'Ye Olde Shoppe' Was Always Pronounced 'The'
English used to spell its 'th' with the letter thorn. Then a German printing press showed up without one.
Old English had a letter for the 'th' sound. It looked like a lowercase b with a stem poked through both ways: Þ (uppercase) and þ (lowercase), called thorn, borrowed from the Elder Futhark rune Thurisaz. For roughly seven hundred years it sat next to the other letters in the alphabet doing its job — 'thorn' for the, that, this, thing.
The printing press killed it. Caxton set up shop in Westminster in 1476 with type cut on the continent. German and Italian foundries had no reason to cast a glyph for an English-only letter, so the cases of metal type that arrived in London were missing thorn entirely. English printers needed something close enough to drop in.

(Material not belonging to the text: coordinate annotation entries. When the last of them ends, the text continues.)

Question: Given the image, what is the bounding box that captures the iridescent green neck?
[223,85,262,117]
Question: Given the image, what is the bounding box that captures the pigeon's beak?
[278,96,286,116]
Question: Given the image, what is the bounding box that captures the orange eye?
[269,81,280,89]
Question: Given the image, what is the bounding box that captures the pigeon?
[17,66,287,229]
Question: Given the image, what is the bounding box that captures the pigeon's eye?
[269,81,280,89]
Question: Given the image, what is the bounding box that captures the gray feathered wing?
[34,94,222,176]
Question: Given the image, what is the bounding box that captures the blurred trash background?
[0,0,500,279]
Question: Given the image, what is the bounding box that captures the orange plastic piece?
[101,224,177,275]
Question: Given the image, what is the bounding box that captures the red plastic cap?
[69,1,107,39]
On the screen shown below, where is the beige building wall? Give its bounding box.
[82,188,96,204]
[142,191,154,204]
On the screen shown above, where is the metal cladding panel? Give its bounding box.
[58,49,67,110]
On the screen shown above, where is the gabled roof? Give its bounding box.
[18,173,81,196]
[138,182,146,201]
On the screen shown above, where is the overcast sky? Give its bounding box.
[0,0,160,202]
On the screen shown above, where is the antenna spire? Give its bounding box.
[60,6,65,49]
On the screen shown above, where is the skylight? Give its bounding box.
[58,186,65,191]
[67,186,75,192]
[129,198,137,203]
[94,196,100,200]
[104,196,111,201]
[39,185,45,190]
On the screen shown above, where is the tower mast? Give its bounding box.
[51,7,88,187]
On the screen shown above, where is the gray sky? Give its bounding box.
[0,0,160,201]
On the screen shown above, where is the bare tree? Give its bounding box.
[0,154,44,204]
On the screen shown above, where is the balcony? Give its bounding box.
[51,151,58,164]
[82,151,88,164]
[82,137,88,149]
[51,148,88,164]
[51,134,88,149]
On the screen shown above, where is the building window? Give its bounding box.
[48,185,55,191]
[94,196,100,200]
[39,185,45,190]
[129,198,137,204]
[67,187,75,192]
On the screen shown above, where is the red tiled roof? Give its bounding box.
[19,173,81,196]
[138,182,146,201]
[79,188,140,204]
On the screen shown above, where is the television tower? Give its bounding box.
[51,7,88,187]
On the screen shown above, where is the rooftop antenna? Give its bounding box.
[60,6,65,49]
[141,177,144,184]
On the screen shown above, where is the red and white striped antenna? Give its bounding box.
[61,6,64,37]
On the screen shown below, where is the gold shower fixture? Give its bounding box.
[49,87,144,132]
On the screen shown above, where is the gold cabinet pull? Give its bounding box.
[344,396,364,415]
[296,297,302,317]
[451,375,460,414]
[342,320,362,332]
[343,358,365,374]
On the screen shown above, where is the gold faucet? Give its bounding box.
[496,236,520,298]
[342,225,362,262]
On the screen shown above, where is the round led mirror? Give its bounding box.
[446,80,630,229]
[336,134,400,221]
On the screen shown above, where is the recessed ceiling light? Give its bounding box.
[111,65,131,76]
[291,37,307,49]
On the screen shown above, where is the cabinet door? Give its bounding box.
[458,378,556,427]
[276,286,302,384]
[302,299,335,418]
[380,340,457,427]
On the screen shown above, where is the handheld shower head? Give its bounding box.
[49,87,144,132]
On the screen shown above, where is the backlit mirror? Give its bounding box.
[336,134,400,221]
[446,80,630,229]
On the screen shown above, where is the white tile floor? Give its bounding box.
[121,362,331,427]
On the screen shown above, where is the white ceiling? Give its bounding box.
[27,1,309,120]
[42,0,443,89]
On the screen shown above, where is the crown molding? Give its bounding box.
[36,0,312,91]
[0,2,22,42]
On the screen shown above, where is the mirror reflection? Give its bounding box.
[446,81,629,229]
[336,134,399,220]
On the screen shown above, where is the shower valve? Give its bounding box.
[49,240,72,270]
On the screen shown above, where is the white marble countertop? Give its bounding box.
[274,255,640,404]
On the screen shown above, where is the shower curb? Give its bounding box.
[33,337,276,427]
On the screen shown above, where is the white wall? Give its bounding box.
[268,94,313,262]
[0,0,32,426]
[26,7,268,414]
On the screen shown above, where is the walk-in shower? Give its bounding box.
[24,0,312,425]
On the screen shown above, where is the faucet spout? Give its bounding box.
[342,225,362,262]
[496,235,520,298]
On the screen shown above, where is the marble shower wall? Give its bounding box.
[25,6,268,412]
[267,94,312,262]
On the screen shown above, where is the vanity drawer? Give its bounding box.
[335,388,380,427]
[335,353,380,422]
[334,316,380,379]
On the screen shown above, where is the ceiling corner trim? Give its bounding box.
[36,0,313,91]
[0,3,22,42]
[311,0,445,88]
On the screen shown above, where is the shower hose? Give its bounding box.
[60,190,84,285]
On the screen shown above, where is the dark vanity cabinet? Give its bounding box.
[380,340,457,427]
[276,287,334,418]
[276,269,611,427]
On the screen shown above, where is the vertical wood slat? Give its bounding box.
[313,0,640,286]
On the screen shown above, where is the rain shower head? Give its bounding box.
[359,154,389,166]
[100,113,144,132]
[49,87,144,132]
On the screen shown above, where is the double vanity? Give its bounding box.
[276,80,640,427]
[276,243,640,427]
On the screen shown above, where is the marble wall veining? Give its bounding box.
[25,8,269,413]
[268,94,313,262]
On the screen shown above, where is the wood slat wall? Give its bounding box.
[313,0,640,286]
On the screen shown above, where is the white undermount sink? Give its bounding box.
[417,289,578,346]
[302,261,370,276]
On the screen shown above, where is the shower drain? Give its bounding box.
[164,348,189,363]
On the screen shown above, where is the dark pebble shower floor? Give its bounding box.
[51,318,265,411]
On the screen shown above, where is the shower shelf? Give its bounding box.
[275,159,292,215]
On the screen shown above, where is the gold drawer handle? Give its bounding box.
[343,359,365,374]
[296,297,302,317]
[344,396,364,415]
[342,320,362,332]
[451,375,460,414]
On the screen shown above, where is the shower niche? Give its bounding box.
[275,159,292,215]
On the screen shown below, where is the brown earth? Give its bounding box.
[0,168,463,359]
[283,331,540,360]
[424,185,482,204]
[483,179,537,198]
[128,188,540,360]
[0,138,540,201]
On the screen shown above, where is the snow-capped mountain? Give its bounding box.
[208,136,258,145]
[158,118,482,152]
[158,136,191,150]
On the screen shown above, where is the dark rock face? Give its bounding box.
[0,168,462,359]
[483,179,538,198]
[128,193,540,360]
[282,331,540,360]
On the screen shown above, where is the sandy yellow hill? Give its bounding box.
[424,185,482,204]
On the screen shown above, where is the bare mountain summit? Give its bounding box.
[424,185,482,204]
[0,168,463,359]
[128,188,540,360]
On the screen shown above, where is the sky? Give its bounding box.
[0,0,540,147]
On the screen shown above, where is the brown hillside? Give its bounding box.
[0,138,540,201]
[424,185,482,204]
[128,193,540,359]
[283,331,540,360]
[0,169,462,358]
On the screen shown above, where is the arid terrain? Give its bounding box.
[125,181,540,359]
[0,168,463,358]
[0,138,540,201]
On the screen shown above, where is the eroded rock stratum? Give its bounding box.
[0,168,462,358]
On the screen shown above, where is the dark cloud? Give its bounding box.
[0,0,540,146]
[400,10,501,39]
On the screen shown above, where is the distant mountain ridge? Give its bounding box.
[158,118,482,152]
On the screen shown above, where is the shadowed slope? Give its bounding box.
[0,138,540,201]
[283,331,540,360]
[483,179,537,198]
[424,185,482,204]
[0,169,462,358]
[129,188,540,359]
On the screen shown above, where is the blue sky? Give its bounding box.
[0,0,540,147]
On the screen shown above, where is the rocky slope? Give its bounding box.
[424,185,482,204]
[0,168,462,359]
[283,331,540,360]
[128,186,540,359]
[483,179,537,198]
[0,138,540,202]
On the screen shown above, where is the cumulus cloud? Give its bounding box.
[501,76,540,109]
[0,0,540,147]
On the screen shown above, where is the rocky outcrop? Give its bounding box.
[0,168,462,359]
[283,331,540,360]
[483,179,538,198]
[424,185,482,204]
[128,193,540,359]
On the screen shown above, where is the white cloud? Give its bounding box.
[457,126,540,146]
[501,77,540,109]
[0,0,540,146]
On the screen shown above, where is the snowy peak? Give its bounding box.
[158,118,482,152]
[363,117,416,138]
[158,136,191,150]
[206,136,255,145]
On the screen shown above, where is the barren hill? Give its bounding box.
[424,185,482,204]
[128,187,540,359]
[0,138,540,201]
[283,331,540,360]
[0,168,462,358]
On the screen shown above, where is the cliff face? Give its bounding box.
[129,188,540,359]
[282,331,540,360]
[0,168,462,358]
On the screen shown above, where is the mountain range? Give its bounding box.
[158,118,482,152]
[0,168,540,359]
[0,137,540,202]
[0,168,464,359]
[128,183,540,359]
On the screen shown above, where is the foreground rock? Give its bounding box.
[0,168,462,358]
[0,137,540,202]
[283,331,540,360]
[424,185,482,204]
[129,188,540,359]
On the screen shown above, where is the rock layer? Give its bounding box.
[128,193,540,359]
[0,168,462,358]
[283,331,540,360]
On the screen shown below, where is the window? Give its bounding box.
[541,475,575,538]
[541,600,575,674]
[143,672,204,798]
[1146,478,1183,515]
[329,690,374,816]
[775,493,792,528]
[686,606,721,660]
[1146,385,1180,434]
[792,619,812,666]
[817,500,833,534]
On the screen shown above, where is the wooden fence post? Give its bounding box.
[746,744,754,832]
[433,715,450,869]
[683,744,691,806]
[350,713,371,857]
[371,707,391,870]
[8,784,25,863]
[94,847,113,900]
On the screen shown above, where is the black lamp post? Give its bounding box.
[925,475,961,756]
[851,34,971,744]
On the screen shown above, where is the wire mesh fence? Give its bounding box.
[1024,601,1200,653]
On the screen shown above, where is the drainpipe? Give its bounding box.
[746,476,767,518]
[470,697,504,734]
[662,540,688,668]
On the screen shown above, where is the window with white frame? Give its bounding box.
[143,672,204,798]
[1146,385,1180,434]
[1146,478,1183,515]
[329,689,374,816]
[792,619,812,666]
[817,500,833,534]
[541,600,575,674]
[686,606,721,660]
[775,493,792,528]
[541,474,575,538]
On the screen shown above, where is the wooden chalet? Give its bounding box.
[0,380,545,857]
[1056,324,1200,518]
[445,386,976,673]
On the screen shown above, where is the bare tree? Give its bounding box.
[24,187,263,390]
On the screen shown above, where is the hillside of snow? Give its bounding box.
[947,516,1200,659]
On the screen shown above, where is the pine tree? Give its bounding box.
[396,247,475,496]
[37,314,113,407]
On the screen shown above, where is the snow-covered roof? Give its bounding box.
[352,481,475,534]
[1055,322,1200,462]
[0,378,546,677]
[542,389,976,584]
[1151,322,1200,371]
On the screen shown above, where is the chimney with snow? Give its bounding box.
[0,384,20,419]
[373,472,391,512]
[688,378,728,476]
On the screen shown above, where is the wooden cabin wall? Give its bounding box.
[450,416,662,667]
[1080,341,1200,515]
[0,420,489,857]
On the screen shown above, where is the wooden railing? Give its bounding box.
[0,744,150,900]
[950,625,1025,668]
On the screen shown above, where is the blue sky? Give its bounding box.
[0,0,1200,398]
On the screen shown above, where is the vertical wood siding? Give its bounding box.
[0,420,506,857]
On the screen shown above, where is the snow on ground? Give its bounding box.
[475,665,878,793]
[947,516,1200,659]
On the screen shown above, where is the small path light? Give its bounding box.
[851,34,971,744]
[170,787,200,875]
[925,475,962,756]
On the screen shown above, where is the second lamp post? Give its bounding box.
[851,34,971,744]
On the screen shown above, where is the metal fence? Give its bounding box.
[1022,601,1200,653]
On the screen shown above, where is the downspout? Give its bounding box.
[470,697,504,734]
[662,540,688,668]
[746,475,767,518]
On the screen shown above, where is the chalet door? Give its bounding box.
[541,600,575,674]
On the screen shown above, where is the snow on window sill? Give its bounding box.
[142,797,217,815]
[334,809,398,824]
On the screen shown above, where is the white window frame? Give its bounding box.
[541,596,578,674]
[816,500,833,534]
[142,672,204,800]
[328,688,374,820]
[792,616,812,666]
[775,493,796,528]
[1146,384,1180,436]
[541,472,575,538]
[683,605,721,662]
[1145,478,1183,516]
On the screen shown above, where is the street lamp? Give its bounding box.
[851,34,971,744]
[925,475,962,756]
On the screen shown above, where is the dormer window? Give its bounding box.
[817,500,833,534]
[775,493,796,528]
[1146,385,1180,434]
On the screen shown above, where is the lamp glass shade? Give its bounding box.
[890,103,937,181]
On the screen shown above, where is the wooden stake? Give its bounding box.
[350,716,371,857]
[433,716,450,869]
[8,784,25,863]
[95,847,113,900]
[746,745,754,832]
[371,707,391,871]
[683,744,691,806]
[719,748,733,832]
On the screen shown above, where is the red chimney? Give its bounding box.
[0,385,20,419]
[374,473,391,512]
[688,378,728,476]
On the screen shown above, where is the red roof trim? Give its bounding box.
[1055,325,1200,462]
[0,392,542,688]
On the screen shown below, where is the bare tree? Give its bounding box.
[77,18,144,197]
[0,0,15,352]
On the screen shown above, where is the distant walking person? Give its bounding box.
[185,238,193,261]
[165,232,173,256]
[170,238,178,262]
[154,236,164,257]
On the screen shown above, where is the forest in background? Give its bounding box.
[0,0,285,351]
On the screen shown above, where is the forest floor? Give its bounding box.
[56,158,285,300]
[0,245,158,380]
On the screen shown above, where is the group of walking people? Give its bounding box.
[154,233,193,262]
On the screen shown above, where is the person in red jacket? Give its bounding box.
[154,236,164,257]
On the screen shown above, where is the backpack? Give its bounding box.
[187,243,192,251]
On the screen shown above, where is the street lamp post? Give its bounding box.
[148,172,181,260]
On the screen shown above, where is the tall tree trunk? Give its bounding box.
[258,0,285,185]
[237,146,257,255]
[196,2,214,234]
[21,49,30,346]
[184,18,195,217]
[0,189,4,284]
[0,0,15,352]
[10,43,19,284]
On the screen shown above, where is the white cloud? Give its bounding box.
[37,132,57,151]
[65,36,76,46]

The closest sort in the case was y. In a few late medieval English hands, thorn had drifted into a shape that genuinely resembled a y — a stroke and a loop — so the substitution didn't look as wrong on the page as it should have. Printers typeset ye and meant the. Readers of the time still said 'the' out loud.
Thorn faded out by 1500. Centuries later, when antique-shop owners started painting Ye Olde on their signs to look quaint, they took the printer's hack at face value and pronounced it 'yee.' Iceland kept the letter. English kept the joke.